Although Sanibel Island covers just 33 square miles, it packs a great deal of attractions into its winding lanes. One of the oldest attractions is the Sanibel Historical Museum and Village which was founded in 1984.
The aim of the museum was to preserve some of Sanibel’s history before the island became swamped with development and important buildings were lost forever. The museum follows Sanibel’s history from when it was settled by the Calusa Indians around 2500 years ago through the Spanish era. Stories abound of life on Sanibel including when the island was home to a legendary pirate!
In the 1800s Sanibel was settled by pioneers and their families who became fishermen, farmers and business proprietors. Seven of the oldest and most interesting buildings from this era of Sanibel’s past have been saved from destruction and were moved to the museum site to create a true historical village.
What to See at the Sanibel Historical Museum and Village
The collection of restored buildings that make up the historic village on Sanibel include the 1896 Sanibel Schoolhouse for White Children. It was built on the corner of Bailey Road but moved further along Periwinkle Way where it operated as a one-room schoolhouse. In 1932 the schoolhouse was extended with a second room and it then educated children from first to eighth grade. When the new school was built in the 1960s, the old schoolhouse was used as a theater and was moved to its final resting place at the museum in 2004.
The cracker-style Rutland House was the first building to be moved to the historical museum and village in 1984. Clarence Rutland was a crate packer of tomatoes and peppers that were grown on Sanibel and he lived in the house from 1928 to 1982, along with his wife Ruth.
Next stop on your tour should be the 1900 Packing House where locally grown produce was packed for export before tidal surges made the soil on Sanibel too salty for farming.
Sanibel’s First Post Office and Tea Room
The 1926 Post Office was built from debris after the 1926 hurricane and this tiny building has a fascinating history. The 1898 Burnap Cottage once stood on Woodring Point. It has been home to a minister, used as a fishing retreat and winter home before becoming part of the museum.

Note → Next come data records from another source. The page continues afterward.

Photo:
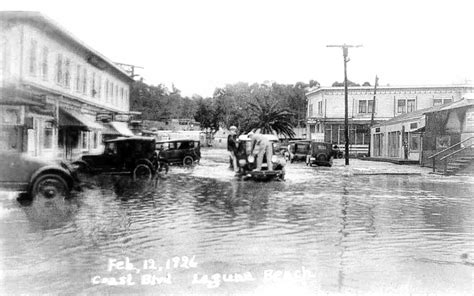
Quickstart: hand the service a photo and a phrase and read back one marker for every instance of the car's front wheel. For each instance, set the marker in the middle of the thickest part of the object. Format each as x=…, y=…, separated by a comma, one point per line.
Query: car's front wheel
x=188, y=160
x=142, y=172
x=49, y=186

The 1926 Miss Charlotta’s Tea Room was built as a gas station, used as a store and operated as a tea room from 1928 to 1935. Other fascinating buildings include the 1927 Old Bailey General Store, and the pretty blue 1925 Morning Glories Cottage which was moved from San Carlos Bay.
The Old Village gift shop completes this unique museum of living history, making this a delightful place to spend an hour or two.
When to Visit Sanibel Historical Museum and Village
In the busy winter season (November to April) the Sanibel Historical Museum and Village is open from Wednesday through Saturday from 10am to 4pm. In summer (May through August) the museum is open Wednesday through Saturday from 10am to 1pm.
The museum is closed in September and October. Admission is $10 for adults (18+) and children of all ages are free.